Tom Kenefick, a wine-loving neurosurgeon from Minnesota, moved out west in 1969. On weekends he found himself coming up from San Francisco to tool around in Napa. He fell in love with the area and bought a vineyard, then sold it, and used the proceeds to buy this Calistoga property in 1980. At the time it was planted to a hodgepodge of Italian varieties and, steadily over time, he went about shifting to Cabernet Sauvignon and other blue-chip grapes. Most of Kenefick’s grapes were sold to other wineries until 2002, when the family decided to start doing making a little wine of their own.

Today, Tom’s son Chris, 33, is managing the estate. His sister Caitlin, 35, has spent the past year on the property helping out as well. Winemaker Kent Jarman, 45, formerly of Duckhorn, has been making the wines since 2007.

Kenefick Ranch's annual production totals only about 3,000 cases, headlined by Cabernet Sauvignon along with small amounts of Cabernet Franc, Merlot, Sauvignon Blanc and a few others. The family still sells the vast majority of their grapes to the aforementioned wineries, along with the likes of Caymus, Cade and others. It’s an arrangement that works logistically.

“Ramping up to do the whole production would mean 40,000 cases annually,” says Chris. “That would be a bit difficult. We have a history of growing fruit for others and we’re proud of that.”

Most of the Kenefick Ranch vines top out at 25 to 30 years of age, and there’s a slow but steady replanting program in place.

“It’s not that we just rip out at age 25,” says Jarman. “Virus issues and dealing with declining quantity are the factors, along with maximizing row alignment, replaced outdated trellis systems. We even have some AxR rootstock (which is not phylloxera resistant) in some spots. So we’re dealing with that all bit by bit.”

The 2020 Glass fire cost Kenefick its production when the winery facility they were using was lost. They’ll find a new custom facility for 2021 and have plans to finally build their own winery on-site.

For now, though, the pipeline includes the Kenefick Ranch 2017 Cabernet Sauvignon Calistoga Chris's Cuvée, typically a 90/10 blend of Cabernet Sauvignon and Petit Verdot. It’s full of plum cake and steeped currant fruit backed by a telltale warm earth note. It has the slightly softer midpalate of the vintage but still has length, with the fruit echoing nicely while anise and vanilla accents linger.

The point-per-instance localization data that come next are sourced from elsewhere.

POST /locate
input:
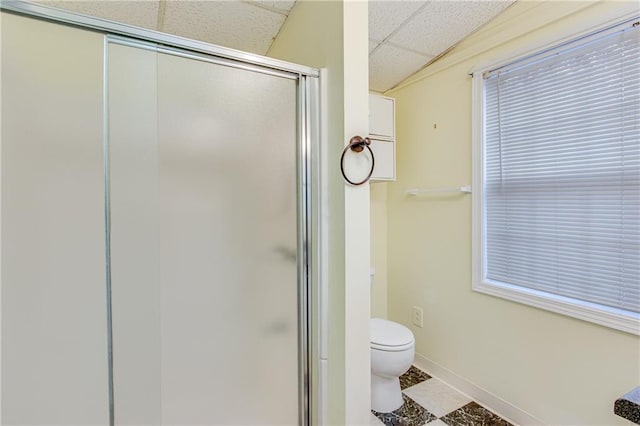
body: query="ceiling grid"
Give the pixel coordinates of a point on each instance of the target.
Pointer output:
(404, 35)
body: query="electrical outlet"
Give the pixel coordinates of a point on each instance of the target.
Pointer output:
(417, 316)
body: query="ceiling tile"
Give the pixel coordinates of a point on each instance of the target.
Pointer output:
(373, 44)
(226, 23)
(386, 16)
(442, 24)
(139, 13)
(389, 65)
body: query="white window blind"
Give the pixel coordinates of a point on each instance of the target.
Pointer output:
(561, 184)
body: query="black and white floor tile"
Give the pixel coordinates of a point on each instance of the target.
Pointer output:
(429, 401)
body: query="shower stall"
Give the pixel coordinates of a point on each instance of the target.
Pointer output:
(157, 209)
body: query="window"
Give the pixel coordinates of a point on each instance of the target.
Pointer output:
(557, 179)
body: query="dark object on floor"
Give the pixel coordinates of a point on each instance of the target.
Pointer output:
(410, 414)
(628, 406)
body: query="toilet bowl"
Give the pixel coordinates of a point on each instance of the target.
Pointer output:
(392, 350)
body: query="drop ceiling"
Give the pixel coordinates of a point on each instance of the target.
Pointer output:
(404, 36)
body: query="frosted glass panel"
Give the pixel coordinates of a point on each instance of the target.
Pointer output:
(203, 242)
(135, 235)
(227, 151)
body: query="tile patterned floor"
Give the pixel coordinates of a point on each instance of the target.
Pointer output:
(429, 401)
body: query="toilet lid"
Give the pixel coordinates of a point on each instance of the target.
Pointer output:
(388, 333)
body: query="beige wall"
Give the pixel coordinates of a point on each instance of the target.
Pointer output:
(379, 249)
(561, 370)
(320, 34)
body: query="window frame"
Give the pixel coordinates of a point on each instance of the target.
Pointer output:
(599, 314)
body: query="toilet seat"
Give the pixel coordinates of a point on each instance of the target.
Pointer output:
(390, 336)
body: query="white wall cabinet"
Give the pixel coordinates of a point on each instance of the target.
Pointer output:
(382, 133)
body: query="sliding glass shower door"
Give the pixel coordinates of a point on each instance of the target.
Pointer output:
(204, 239)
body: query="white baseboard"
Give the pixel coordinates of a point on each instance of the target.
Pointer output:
(485, 398)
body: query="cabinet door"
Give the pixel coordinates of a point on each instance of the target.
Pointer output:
(385, 166)
(381, 117)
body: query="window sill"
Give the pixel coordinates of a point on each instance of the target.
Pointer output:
(618, 319)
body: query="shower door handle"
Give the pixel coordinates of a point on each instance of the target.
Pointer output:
(288, 254)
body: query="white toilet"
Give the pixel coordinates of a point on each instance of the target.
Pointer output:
(392, 350)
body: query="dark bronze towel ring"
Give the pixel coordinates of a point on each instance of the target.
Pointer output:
(357, 144)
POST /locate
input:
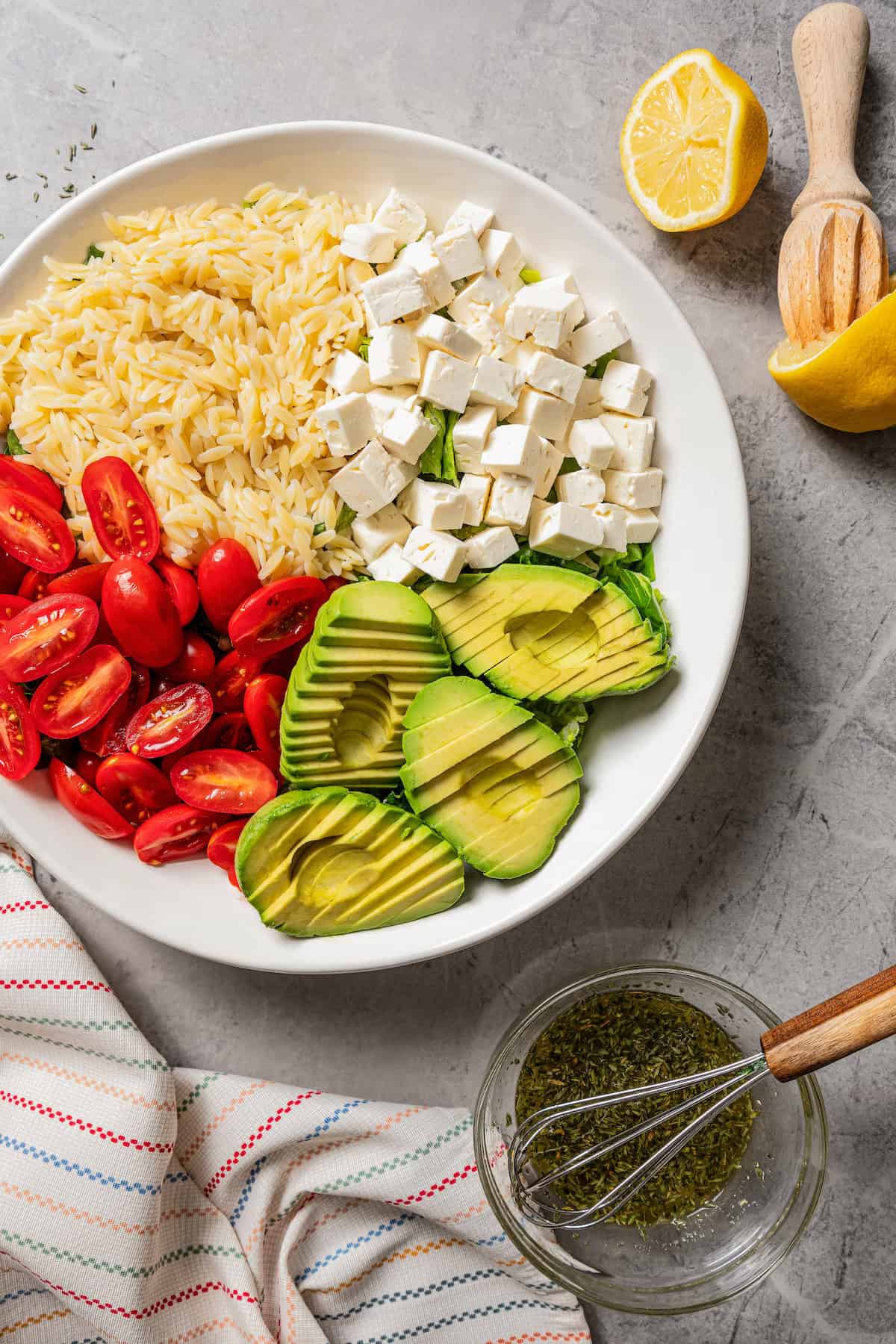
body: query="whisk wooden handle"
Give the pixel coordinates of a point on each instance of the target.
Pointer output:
(830, 54)
(839, 1027)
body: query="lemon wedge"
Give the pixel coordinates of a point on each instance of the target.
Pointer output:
(694, 144)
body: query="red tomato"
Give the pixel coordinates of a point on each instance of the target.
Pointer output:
(169, 722)
(226, 576)
(19, 737)
(223, 781)
(262, 703)
(47, 635)
(34, 531)
(121, 512)
(109, 734)
(87, 804)
(81, 694)
(140, 613)
(195, 663)
(175, 833)
(22, 476)
(134, 788)
(274, 617)
(222, 847)
(181, 588)
(227, 683)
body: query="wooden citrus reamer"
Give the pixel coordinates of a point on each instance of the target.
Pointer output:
(833, 257)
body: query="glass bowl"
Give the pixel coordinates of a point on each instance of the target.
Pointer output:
(722, 1249)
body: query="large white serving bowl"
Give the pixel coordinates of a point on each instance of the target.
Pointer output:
(637, 746)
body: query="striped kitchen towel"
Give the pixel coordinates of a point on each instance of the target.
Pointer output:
(160, 1206)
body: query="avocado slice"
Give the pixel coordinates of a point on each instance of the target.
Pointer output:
(320, 862)
(494, 781)
(373, 648)
(543, 632)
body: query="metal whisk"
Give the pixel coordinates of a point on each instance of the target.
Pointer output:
(850, 1021)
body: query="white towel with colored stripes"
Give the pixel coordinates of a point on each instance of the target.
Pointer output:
(160, 1206)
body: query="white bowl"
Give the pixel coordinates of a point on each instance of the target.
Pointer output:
(637, 746)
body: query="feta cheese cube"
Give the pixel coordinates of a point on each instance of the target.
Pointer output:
(438, 554)
(435, 504)
(391, 566)
(393, 356)
(408, 433)
(590, 444)
(583, 487)
(469, 215)
(348, 374)
(402, 215)
(437, 332)
(394, 295)
(470, 436)
(566, 531)
(375, 534)
(509, 502)
(496, 383)
(598, 337)
(447, 381)
(635, 490)
(476, 488)
(625, 388)
(556, 376)
(514, 448)
(368, 242)
(633, 438)
(494, 546)
(547, 416)
(346, 423)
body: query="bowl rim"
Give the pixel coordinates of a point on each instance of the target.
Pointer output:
(555, 1269)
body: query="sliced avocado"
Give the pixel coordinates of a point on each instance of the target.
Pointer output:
(488, 776)
(321, 862)
(541, 632)
(374, 647)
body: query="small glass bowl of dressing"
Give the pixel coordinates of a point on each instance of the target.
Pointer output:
(724, 1246)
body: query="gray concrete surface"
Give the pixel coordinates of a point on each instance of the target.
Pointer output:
(773, 860)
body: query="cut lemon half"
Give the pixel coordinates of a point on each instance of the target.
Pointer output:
(694, 144)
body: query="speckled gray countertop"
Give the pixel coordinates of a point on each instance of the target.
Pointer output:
(773, 859)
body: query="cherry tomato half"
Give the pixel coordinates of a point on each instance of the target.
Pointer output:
(226, 576)
(47, 635)
(169, 722)
(35, 532)
(134, 788)
(121, 512)
(262, 706)
(77, 697)
(85, 804)
(19, 737)
(140, 613)
(179, 833)
(223, 781)
(274, 617)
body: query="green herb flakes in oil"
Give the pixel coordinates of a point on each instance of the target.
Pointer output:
(626, 1039)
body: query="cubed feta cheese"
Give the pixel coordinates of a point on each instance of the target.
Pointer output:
(393, 356)
(402, 215)
(489, 547)
(368, 242)
(635, 490)
(566, 531)
(625, 388)
(348, 374)
(598, 337)
(447, 381)
(509, 502)
(438, 554)
(346, 423)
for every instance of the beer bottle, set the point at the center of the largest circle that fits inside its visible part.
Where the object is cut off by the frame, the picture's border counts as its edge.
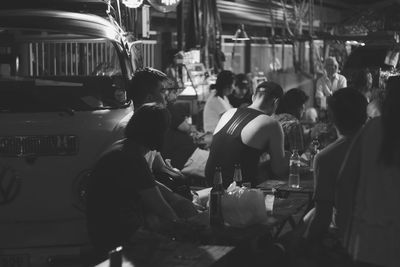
(216, 218)
(237, 175)
(294, 173)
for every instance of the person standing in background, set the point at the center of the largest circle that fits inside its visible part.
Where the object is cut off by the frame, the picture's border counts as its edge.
(329, 82)
(218, 103)
(243, 134)
(347, 108)
(241, 95)
(368, 185)
(290, 110)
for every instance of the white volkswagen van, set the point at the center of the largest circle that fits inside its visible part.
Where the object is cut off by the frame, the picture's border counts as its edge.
(63, 81)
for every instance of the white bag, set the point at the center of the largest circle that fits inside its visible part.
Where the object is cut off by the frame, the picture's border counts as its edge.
(196, 164)
(243, 206)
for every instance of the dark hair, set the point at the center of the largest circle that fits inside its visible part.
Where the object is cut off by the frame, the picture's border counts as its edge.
(390, 149)
(271, 89)
(145, 83)
(224, 80)
(348, 110)
(148, 126)
(292, 102)
(241, 80)
(360, 80)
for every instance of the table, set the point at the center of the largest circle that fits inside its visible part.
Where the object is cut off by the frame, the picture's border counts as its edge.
(226, 246)
(150, 250)
(283, 190)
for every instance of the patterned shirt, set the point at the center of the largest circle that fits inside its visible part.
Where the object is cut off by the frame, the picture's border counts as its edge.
(293, 131)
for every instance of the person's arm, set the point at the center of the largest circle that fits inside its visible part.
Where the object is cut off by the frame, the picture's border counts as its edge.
(279, 163)
(342, 82)
(153, 201)
(324, 199)
(159, 165)
(319, 89)
(296, 136)
(320, 222)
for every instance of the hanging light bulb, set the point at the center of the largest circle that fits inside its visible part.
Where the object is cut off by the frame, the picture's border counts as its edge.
(132, 3)
(241, 34)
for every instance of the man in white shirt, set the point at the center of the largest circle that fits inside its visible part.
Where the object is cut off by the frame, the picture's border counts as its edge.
(329, 82)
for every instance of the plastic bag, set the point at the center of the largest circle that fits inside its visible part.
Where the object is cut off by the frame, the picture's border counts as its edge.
(242, 206)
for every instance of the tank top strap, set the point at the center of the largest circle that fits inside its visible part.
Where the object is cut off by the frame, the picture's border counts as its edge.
(239, 120)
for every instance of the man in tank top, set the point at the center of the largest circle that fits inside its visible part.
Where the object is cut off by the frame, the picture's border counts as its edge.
(243, 134)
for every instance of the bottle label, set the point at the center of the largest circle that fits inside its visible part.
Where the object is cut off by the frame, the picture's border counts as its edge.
(216, 208)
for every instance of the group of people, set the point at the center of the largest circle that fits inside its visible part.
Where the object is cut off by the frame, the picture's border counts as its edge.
(356, 176)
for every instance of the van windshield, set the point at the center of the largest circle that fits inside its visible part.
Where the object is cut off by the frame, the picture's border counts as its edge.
(43, 71)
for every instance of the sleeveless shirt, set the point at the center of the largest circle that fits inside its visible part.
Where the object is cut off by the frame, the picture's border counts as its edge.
(228, 149)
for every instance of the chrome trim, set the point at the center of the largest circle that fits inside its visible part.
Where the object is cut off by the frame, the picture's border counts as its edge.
(39, 145)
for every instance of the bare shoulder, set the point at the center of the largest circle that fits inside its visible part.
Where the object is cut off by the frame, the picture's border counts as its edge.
(264, 125)
(225, 118)
(265, 121)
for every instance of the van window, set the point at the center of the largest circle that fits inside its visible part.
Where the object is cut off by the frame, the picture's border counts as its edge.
(42, 71)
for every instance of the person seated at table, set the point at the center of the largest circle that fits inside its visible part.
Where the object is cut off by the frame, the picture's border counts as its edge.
(217, 103)
(181, 139)
(122, 192)
(347, 109)
(289, 111)
(241, 95)
(149, 85)
(329, 82)
(243, 134)
(368, 185)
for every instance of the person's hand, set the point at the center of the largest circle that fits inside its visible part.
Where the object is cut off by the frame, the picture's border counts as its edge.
(318, 129)
(205, 140)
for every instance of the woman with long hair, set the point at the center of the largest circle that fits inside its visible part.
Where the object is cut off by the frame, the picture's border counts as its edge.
(368, 185)
(217, 103)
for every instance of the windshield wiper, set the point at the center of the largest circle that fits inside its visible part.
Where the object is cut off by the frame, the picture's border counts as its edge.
(67, 110)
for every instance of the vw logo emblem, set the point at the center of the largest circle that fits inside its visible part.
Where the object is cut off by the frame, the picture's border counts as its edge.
(9, 184)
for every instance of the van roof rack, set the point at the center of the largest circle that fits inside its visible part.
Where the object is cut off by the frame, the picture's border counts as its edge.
(98, 7)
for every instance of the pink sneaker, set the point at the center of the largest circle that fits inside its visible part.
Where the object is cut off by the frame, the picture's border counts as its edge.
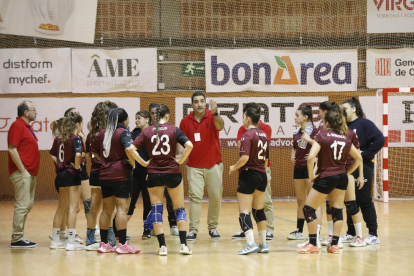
(105, 248)
(126, 249)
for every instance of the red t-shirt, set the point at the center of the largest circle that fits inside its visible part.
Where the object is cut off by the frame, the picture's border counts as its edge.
(207, 152)
(266, 128)
(22, 136)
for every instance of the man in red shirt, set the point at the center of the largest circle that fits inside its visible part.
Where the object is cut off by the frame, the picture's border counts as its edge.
(268, 204)
(204, 165)
(24, 160)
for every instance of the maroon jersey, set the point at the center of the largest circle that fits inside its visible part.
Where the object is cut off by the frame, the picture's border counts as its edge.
(96, 164)
(163, 152)
(333, 153)
(115, 167)
(57, 151)
(255, 144)
(302, 147)
(354, 139)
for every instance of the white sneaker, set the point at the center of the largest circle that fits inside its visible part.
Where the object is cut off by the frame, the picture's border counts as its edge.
(74, 246)
(371, 239)
(296, 235)
(359, 241)
(347, 238)
(174, 230)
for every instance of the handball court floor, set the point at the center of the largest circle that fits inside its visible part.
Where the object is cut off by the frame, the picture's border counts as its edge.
(392, 257)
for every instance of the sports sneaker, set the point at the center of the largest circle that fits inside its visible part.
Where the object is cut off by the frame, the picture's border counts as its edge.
(269, 236)
(23, 243)
(92, 247)
(327, 240)
(296, 235)
(191, 236)
(263, 248)
(105, 248)
(184, 250)
(347, 238)
(213, 234)
(126, 249)
(333, 249)
(74, 246)
(249, 248)
(308, 248)
(372, 239)
(239, 235)
(146, 234)
(162, 251)
(174, 230)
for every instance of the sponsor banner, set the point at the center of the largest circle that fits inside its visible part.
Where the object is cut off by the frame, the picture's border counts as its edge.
(390, 16)
(72, 20)
(390, 68)
(278, 112)
(281, 71)
(101, 71)
(35, 70)
(50, 109)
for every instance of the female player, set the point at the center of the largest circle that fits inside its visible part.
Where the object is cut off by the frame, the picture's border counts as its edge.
(254, 155)
(164, 171)
(300, 151)
(371, 141)
(67, 155)
(333, 147)
(142, 121)
(115, 178)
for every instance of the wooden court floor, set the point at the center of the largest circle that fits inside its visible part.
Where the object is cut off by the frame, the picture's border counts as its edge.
(394, 256)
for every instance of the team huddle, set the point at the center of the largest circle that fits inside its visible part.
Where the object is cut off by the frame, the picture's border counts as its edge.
(327, 160)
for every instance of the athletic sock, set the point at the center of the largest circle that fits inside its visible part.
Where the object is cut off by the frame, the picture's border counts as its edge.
(330, 227)
(90, 236)
(55, 234)
(122, 236)
(299, 224)
(249, 236)
(104, 236)
(183, 237)
(161, 239)
(72, 234)
(312, 239)
(358, 229)
(335, 240)
(262, 236)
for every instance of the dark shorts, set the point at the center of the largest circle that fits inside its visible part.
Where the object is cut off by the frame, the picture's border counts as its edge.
(300, 173)
(169, 180)
(327, 184)
(84, 172)
(66, 179)
(94, 179)
(250, 180)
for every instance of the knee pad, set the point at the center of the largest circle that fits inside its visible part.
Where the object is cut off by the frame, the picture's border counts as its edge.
(156, 213)
(309, 213)
(245, 222)
(337, 214)
(87, 204)
(258, 215)
(180, 214)
(351, 208)
(328, 208)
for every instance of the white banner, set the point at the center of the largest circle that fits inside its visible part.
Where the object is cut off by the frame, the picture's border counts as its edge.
(390, 16)
(101, 71)
(72, 20)
(390, 68)
(35, 70)
(279, 113)
(50, 109)
(281, 71)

The 2018 Chris's Cuvée shows the power of this nascent vintage, densely packed with plum and currant fruit, it’s broader and deeper than the ’17, and with a long tug of warm, loamy earth running throughout.

The wine retails for $65, about as square a price as you can find for outstanding Napa Valley Cabernet these days. And it’s not a flamboyantly toasted, hyper-rich styled wine either. Rather it seems quietly confident in its combination of classic Cabernet notes allied to a terroir-driven backdrop. Jarman uses just 70 percent new oak for the aging and medium toast only.

“I like fruit,” he says matter of factly. “Wine needs oak, but too much and then you don’t get the fruit. And I like the fruit of this vineyard. That’s what I want to show in the wine.”